Sunny HRC City-Rankings Leave Trans People In The Cold

The Human Rights Campaign Foundation has released the results of its 2015 Municipal Equality Index (MEI), a pretty exhaustive ranking of LGBT rights in 408 cities over all 50 states. However, the MEI has a serious flaw — it awards cities full credit for non-discrimination ordinances, even when those ordinances fail to cover trans people. For anyone who knows the HRC though, this shouldn’t come as much of a surprise.

HRC equals sign logo
All cities are not created equal. Neither are all LGBT ordinances.

The MEI’s rankings include 41 categories, ranging from hate crimes reporting to trans-inclusive health insurance for city employees.  The index gave 47 cities in 24 states perfect scores, and — according to the HRC — 32 million people live in cities with fully-inclusive local protections better than those guaranteed on the state level.

Unfortunately, the numbers don’t tell the whole story. In cities like Fort Worth and Plano, Texas, for example, the city got a high score even though its equal rights ordinances don’t include trans protections.

Plano’s score last year was a low 22; this year it went up to 74, well above the national average of 56, though its non-discrimination ordinances don’t guarantee trans people access to bathrooms and locker rooms and religious, political, non-profit, and educational organizations can all claim an exemption from the burden of treating transgender people like actual humans.
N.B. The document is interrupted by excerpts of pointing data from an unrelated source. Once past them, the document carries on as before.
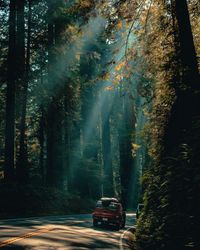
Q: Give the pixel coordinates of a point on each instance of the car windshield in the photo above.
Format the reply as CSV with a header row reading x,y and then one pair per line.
x,y
140,207
107,204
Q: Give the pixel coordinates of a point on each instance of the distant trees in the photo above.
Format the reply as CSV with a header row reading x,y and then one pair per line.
x,y
67,123
9,169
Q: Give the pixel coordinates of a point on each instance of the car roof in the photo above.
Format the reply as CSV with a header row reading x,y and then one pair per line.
x,y
109,199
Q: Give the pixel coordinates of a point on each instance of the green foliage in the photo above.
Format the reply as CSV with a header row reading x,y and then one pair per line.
x,y
32,200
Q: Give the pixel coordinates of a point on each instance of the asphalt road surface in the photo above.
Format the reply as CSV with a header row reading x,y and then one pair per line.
x,y
61,232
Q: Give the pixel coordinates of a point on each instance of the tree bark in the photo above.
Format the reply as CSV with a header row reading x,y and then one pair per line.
x,y
9,171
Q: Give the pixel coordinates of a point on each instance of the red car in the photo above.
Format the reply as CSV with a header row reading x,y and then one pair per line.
x,y
109,211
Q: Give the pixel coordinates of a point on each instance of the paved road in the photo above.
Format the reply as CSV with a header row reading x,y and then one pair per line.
x,y
60,232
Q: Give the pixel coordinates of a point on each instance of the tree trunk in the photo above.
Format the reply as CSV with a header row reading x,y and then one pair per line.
x,y
23,154
10,97
106,150
186,51
21,165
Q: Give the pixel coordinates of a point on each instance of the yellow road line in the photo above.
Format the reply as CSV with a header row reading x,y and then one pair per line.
x,y
31,234
28,235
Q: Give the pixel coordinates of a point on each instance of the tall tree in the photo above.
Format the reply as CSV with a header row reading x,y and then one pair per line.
x,y
10,97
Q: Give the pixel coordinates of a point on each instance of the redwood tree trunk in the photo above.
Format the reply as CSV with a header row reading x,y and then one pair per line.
x,y
10,97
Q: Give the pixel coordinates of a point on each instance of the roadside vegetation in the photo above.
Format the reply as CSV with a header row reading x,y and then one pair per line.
x,y
101,98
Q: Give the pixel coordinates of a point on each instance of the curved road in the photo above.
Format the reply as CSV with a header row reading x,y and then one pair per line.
x,y
60,232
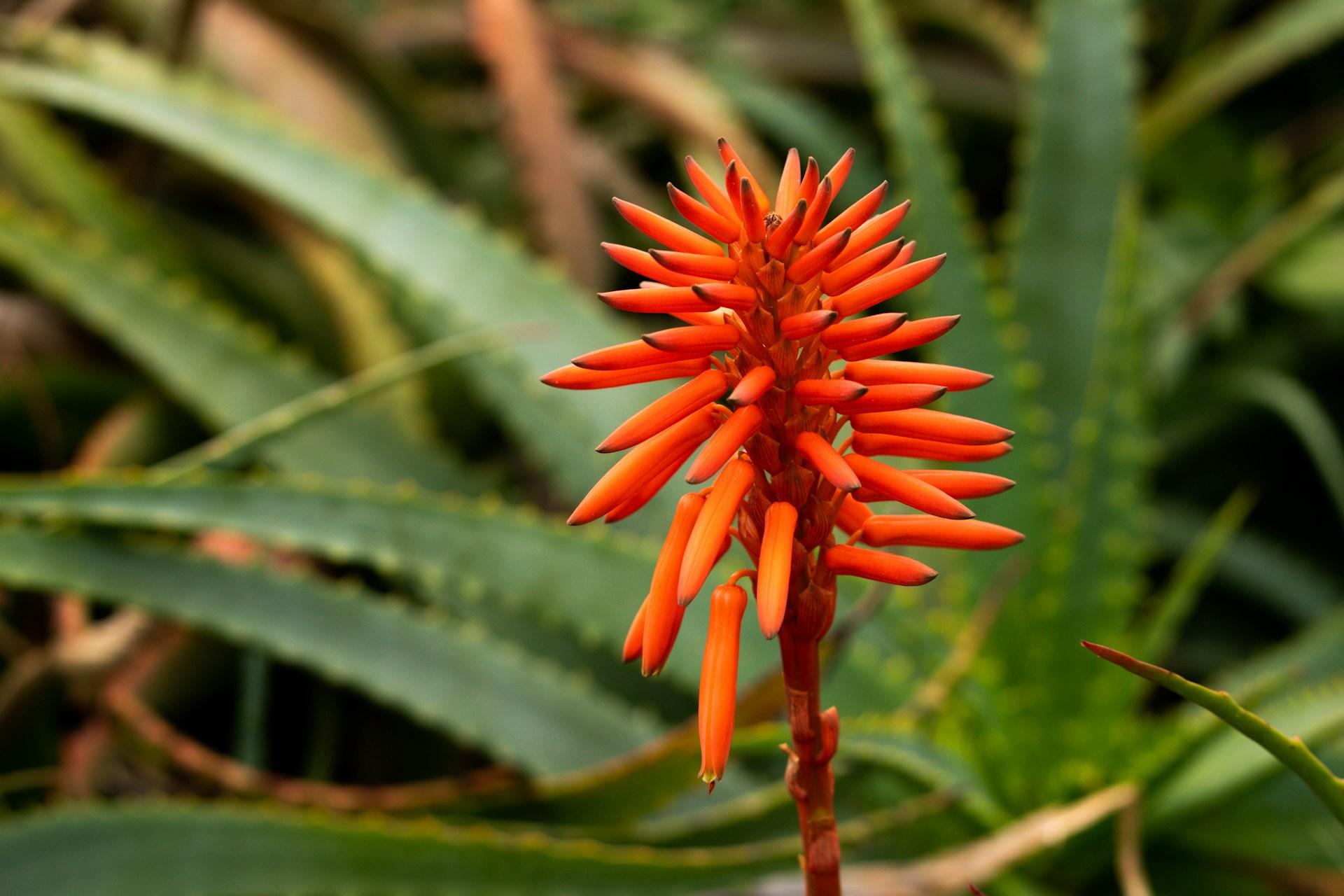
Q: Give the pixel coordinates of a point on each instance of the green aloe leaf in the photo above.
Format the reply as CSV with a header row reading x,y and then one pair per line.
x,y
452,272
1226,764
1282,35
449,676
590,580
167,849
204,355
1078,152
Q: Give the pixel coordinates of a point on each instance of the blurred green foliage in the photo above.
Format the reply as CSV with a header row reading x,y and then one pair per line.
x,y
360,653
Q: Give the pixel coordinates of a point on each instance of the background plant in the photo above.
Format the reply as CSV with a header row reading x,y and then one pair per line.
x,y
360,613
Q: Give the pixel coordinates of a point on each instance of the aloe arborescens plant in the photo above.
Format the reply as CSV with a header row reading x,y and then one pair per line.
x,y
783,305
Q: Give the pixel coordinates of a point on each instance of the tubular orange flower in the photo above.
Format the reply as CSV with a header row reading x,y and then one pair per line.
x,y
720,680
663,615
771,290
724,444
773,568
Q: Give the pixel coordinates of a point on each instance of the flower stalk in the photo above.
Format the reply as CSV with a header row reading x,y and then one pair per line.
x,y
773,298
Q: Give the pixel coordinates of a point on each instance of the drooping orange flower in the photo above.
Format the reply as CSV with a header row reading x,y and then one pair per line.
x,y
780,359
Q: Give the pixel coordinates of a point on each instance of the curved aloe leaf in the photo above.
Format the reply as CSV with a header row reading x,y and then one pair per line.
x,y
448,676
1218,769
590,580
204,355
167,849
1078,147
456,274
1285,34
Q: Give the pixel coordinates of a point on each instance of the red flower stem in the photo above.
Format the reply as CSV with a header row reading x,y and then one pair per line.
x,y
808,776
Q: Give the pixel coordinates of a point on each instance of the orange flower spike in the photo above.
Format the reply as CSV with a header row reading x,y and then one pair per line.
x,y
843,276
863,330
773,570
778,244
827,460
635,637
704,216
879,289
924,531
644,265
720,680
698,266
876,566
873,444
648,458
577,378
695,340
657,300
752,386
710,191
736,296
895,397
663,413
870,234
956,379
812,262
961,484
827,391
806,324
663,615
937,426
730,158
854,514
742,425
897,485
713,524
629,356
840,171
753,216
790,178
910,335
855,214
664,232
818,207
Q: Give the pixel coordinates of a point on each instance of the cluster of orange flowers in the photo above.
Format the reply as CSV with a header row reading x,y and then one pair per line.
x,y
783,305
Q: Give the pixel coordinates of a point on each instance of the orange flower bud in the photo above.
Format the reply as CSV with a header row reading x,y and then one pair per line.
x,y
910,335
827,391
675,406
664,232
874,564
936,426
713,524
960,484
734,433
898,485
577,378
704,216
855,214
695,340
932,532
955,379
827,460
752,386
897,397
720,680
843,276
883,286
774,566
873,444
664,614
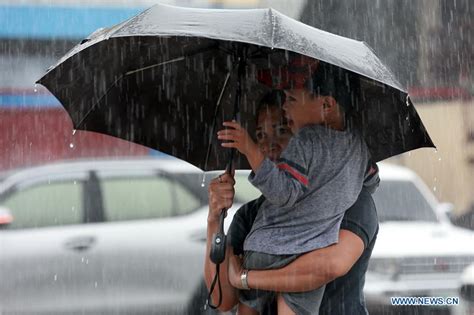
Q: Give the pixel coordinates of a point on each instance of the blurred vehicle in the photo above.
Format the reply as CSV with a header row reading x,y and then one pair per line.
x,y
100,237
466,219
466,292
128,236
418,251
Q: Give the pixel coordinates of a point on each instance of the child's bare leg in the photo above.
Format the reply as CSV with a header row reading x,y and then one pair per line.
x,y
245,310
283,308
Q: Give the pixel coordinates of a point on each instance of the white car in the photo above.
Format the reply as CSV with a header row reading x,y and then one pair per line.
x,y
103,237
466,292
418,252
108,237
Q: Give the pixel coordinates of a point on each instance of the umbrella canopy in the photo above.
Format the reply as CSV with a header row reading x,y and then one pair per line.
x,y
165,77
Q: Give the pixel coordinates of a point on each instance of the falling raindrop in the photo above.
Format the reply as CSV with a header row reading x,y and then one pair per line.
x,y
203,183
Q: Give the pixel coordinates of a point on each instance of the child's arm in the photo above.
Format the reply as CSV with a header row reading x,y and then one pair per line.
x,y
282,183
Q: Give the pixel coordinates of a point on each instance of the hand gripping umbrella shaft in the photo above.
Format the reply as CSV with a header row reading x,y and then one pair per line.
x,y
219,239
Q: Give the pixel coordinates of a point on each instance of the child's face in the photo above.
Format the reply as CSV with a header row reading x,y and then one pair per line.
x,y
302,109
272,133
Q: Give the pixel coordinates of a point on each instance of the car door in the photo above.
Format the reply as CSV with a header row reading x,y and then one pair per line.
x,y
152,262
48,261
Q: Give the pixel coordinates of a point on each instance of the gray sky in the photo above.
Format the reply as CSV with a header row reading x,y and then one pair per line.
x,y
290,8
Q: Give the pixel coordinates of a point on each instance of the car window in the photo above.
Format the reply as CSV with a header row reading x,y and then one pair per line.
x,y
244,190
402,201
140,198
46,204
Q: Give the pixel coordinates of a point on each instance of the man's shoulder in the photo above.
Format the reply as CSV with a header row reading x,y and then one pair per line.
x,y
250,207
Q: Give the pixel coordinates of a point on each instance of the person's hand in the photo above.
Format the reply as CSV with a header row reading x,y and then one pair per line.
x,y
234,271
221,195
238,137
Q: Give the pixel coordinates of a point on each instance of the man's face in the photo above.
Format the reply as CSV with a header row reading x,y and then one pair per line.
x,y
272,133
301,109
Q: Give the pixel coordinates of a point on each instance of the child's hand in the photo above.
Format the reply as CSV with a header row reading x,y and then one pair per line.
x,y
239,137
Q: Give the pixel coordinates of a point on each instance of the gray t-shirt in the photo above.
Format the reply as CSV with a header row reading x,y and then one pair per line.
x,y
318,177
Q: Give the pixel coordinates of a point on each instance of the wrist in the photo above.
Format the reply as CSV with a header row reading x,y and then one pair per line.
x,y
244,279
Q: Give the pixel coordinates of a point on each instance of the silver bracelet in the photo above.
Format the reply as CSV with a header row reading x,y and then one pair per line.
x,y
243,279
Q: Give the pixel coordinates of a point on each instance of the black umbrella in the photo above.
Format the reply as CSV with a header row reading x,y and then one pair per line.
x,y
169,76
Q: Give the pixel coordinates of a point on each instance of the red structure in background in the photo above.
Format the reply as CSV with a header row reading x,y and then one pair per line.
x,y
32,135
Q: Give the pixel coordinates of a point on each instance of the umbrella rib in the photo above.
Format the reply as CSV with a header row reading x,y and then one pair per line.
x,y
120,78
155,65
214,120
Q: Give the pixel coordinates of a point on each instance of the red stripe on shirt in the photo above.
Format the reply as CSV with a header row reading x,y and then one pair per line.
x,y
302,179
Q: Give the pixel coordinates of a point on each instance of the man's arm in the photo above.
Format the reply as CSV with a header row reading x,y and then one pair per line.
x,y
221,195
308,272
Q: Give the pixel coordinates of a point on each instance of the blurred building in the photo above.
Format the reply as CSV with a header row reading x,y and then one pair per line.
x,y
34,34
427,43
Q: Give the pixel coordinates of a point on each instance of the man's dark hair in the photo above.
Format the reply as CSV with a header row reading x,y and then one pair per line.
x,y
274,98
329,80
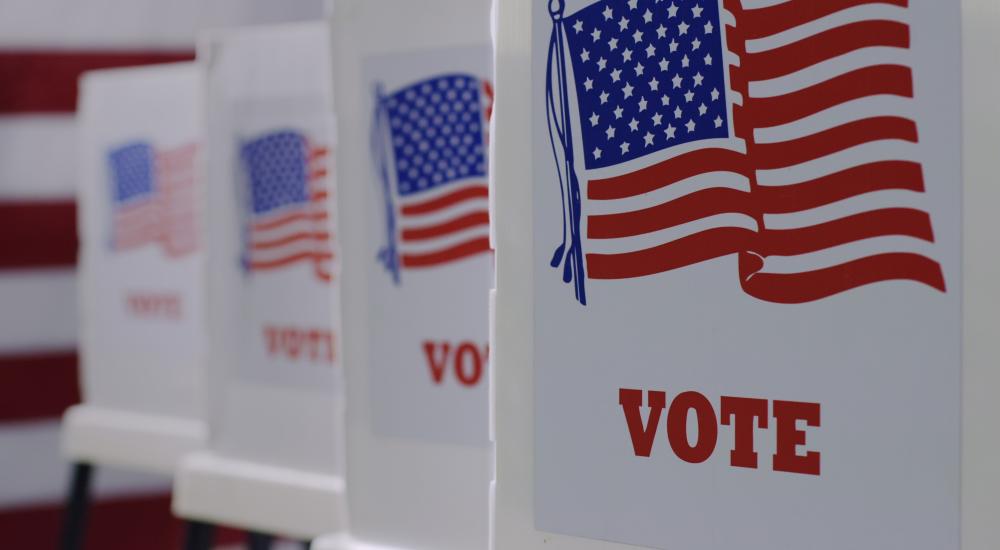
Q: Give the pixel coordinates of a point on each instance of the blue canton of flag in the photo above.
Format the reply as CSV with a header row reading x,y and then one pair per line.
x,y
132,171
154,197
437,133
289,217
429,142
647,79
277,167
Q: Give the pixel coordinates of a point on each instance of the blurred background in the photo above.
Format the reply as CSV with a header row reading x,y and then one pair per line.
x,y
44,46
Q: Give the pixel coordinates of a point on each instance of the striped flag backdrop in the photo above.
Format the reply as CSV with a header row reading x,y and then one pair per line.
x,y
704,128
44,46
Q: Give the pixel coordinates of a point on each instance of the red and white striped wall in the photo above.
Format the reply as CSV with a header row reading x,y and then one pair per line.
x,y
44,46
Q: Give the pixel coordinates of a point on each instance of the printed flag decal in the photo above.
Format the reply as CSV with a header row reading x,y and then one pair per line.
x,y
154,198
429,143
707,131
287,218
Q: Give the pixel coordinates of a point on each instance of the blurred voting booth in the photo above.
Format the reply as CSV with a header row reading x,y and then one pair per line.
x,y
274,462
141,266
414,95
737,295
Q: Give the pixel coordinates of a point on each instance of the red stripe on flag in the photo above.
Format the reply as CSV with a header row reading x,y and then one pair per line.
x,y
905,222
769,156
37,234
771,20
37,386
472,219
289,218
667,172
797,288
433,205
857,180
706,245
46,81
459,251
320,236
291,259
696,206
823,46
869,81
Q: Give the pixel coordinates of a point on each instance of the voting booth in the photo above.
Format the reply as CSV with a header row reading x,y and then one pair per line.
x,y
274,463
738,292
414,95
142,335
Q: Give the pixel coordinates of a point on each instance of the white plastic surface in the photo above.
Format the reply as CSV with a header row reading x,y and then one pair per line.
x,y
141,373
403,492
271,499
514,519
274,460
129,440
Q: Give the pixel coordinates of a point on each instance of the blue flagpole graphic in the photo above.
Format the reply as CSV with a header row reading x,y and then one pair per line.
x,y
560,129
388,255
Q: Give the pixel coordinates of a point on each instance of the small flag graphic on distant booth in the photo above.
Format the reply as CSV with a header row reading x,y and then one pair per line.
x,y
154,198
697,140
287,209
429,143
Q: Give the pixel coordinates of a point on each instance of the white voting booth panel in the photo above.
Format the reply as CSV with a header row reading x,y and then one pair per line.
x,y
413,97
141,269
274,460
746,290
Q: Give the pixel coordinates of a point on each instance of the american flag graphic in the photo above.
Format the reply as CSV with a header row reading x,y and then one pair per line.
x,y
430,150
288,220
776,133
154,198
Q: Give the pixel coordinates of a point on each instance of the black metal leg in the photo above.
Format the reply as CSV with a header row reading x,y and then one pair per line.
x,y
200,536
259,541
77,502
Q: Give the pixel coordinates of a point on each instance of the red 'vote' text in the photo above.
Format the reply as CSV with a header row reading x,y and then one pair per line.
x,y
466,361
744,414
300,344
154,305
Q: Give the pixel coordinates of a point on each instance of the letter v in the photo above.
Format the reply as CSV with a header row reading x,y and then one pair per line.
x,y
437,366
642,435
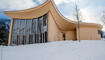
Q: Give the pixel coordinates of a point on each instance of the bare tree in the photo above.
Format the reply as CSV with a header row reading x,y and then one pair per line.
x,y
78,18
103,17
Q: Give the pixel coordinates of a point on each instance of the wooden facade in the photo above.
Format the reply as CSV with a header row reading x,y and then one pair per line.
x,y
58,27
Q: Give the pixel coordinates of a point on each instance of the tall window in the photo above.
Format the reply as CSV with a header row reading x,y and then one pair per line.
x,y
29,31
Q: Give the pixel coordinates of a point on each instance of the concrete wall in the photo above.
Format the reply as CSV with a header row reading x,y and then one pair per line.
x,y
89,33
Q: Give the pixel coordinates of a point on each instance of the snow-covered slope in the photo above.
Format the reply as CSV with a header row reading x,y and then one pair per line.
x,y
63,50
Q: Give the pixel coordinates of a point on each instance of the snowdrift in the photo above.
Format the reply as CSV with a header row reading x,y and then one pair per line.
x,y
63,50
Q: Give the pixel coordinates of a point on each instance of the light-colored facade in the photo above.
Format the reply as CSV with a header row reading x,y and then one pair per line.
x,y
52,26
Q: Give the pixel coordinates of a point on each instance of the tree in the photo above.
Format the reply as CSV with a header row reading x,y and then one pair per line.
x,y
3,34
103,17
78,17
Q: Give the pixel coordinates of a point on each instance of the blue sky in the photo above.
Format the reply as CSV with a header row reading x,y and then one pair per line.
x,y
91,10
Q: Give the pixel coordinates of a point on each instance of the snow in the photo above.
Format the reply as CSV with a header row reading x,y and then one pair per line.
x,y
62,50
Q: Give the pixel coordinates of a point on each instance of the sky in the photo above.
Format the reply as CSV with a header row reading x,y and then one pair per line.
x,y
91,10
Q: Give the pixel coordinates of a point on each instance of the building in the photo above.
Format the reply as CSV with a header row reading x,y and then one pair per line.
x,y
45,23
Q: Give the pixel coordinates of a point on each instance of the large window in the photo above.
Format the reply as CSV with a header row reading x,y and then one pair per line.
x,y
29,31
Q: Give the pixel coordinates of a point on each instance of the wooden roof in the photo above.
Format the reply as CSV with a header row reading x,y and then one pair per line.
x,y
48,6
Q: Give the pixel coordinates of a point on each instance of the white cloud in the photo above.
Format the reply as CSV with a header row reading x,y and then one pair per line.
x,y
16,4
63,1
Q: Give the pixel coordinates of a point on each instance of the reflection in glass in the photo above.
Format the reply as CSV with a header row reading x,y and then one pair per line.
x,y
29,31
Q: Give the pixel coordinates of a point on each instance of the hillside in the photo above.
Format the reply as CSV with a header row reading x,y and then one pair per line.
x,y
63,50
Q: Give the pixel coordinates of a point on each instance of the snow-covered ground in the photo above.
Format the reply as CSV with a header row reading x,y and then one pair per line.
x,y
63,50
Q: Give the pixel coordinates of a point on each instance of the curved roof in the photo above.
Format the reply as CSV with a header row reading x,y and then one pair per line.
x,y
48,6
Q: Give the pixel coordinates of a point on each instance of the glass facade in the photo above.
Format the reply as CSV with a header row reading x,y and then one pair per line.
x,y
30,31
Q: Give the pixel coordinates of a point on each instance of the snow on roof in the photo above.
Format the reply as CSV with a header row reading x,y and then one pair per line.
x,y
64,50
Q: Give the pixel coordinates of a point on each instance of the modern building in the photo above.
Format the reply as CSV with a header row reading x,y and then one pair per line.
x,y
45,23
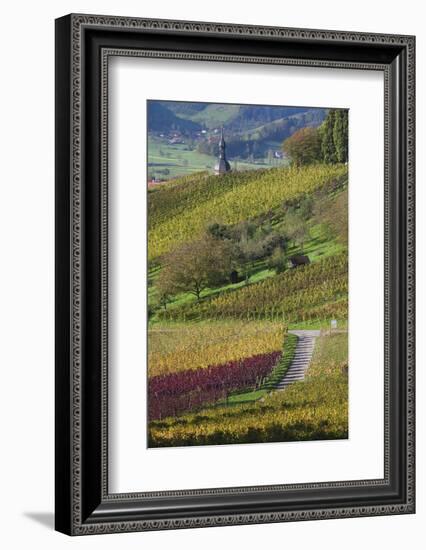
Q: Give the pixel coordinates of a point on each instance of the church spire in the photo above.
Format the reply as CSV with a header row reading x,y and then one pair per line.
x,y
222,165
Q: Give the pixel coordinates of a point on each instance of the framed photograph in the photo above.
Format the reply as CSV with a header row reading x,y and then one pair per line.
x,y
234,274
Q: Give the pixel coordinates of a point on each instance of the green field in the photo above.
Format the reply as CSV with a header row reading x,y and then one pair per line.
x,y
178,160
252,222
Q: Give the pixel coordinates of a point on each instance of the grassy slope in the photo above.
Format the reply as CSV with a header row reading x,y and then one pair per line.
x,y
234,197
181,162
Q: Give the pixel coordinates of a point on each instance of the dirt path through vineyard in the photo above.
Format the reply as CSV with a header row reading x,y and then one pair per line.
x,y
302,357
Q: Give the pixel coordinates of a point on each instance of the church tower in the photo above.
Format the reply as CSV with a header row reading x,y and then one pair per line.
x,y
222,165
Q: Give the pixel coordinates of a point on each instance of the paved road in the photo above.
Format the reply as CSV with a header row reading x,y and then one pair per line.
x,y
302,357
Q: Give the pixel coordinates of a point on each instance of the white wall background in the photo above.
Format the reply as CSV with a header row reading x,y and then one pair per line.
x,y
26,289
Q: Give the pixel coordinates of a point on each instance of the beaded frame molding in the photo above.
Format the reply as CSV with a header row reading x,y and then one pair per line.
x,y
84,44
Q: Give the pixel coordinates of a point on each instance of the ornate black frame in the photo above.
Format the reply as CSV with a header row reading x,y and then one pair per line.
x,y
83,46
Fort Worth scored a 99, losing points for a lack of anti-bullying measures or trans-inclusive health care, but picking up bonus points for providing city services to people with HIV/AIDS.

Cathryn Oakley, MEI author and HRC senior legislative counsel, told the Texas Observer that they will review the criteria before making next year’s index:

“To date, MEI criteria has looked at whether cities have ordinances that ‘include protections in places of public accommodation on the basis of gender identity.’ But frankly that language is too broad to capture important nuances that reflect the work HRC has done on the the political front and demands as best practice.”

Nell Gaither, president of Dallas Trans Pride, believes that the HRC gives higher scores to wealthier communities. “HRC has tended to give wealthier municipalities like Plano higher scores. Why? Gets them more donations. … Who cares about marginalized and low-income persons left out; they don’t donate.”

Dallas and Austin got perfect scores, but the average score for cities in Texas was a lowly 32.

According to the HRC, “progress on transgender equality has been particularly noteworthy in cities across America this year, continuing a positive trend that the MEI has tracked each year. To earn perfect scores, cities must embrace comprehensive transgender-inclusive laws and policies that often go beyond explicit protections offered by their state or the federal government.”

The index was released in conjunction with a brief on actions that cities should take to address anti-transgender violence. It makes sense for the HRC to continue struggling with trans-inclusive policies; perhaps it’s to be expected from an organization with serious diversity issues.